Investigation of the solvent-dependent photolysis of a nonnucleoside reverse-transcriptase inhibitor, antiviral agent efavirenz.

This study sought to investigate the solvent-dependency on the photolysis of efavirenz to gain insight into the photoprocesses involved. The primary mechanisms were firstly the excited-state intramolecular proton transfer (i.e. phototautomerization), which generated the imidic acid phototautomer observed as [M-H] quasimolecular ion at m/z 314.0070 in the high-performance liquid chromatography-electrospray ionization-time-of-flight mass spectrometry in the negative mode. Secondly, the photoinduced α-cleavage with the loss of a carbonyl group occurred (i.e. photodecarbonylation) to form the photoproduct at m/z 286.0395. The ultraviolet-visible spectra illustrated a large, hyperchromic, and slight bathochromic effect in both the π→π* and n→π* electronic transitions. The largest bathochromic effect was prevalent in the chloroform solvent, i.e. chloroform (π* = 0.58; β = 0.00; α = 0.44) > methanol (π* = 0.60; β = 0.66; α = 0.98) > acetonitrile (π* = 0.75; β = 0.40; α = 0.19).

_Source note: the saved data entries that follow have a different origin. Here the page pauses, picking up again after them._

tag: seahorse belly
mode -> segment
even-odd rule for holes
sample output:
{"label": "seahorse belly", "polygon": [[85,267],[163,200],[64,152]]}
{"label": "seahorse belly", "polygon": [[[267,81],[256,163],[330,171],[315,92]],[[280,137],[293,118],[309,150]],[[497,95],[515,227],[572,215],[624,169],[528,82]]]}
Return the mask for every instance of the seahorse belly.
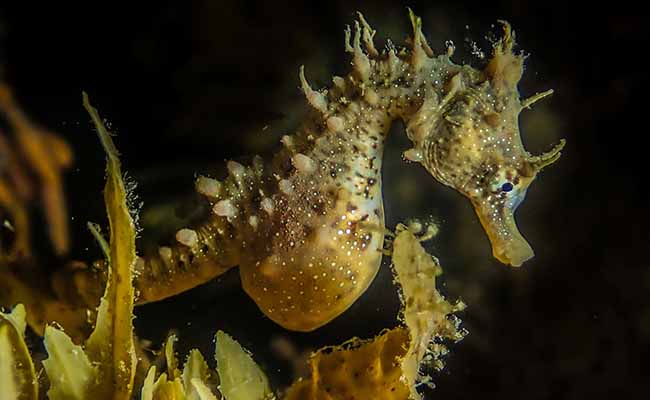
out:
{"label": "seahorse belly", "polygon": [[384,240],[383,138],[318,141],[304,156],[313,168],[279,183],[265,248],[251,249],[240,264],[243,287],[262,312],[297,331],[325,325],[365,292]]}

This is due to the significant interaction of the amino group with the excited carbonyl moiety which is attributed to intramolecular phototautomerization resulting in a larger energy shift of the electronic state. A plausible explanation is due to the hydrogen bond donor ability of the polar methanol and nonpolar chloroform solvents, which stabilized the polarized imidic acid phototautomer by means of hydrogen bonding interactions, as opposed to the aprotic acetonitrile which exhibits no hydrogen bonding interactions. The study would form the basis for further photolytic analyses and syntheses to generate a plethora of novel photoproducts with anti-HIV activity based on the biologically active benzoxazinone framework of efavirenz.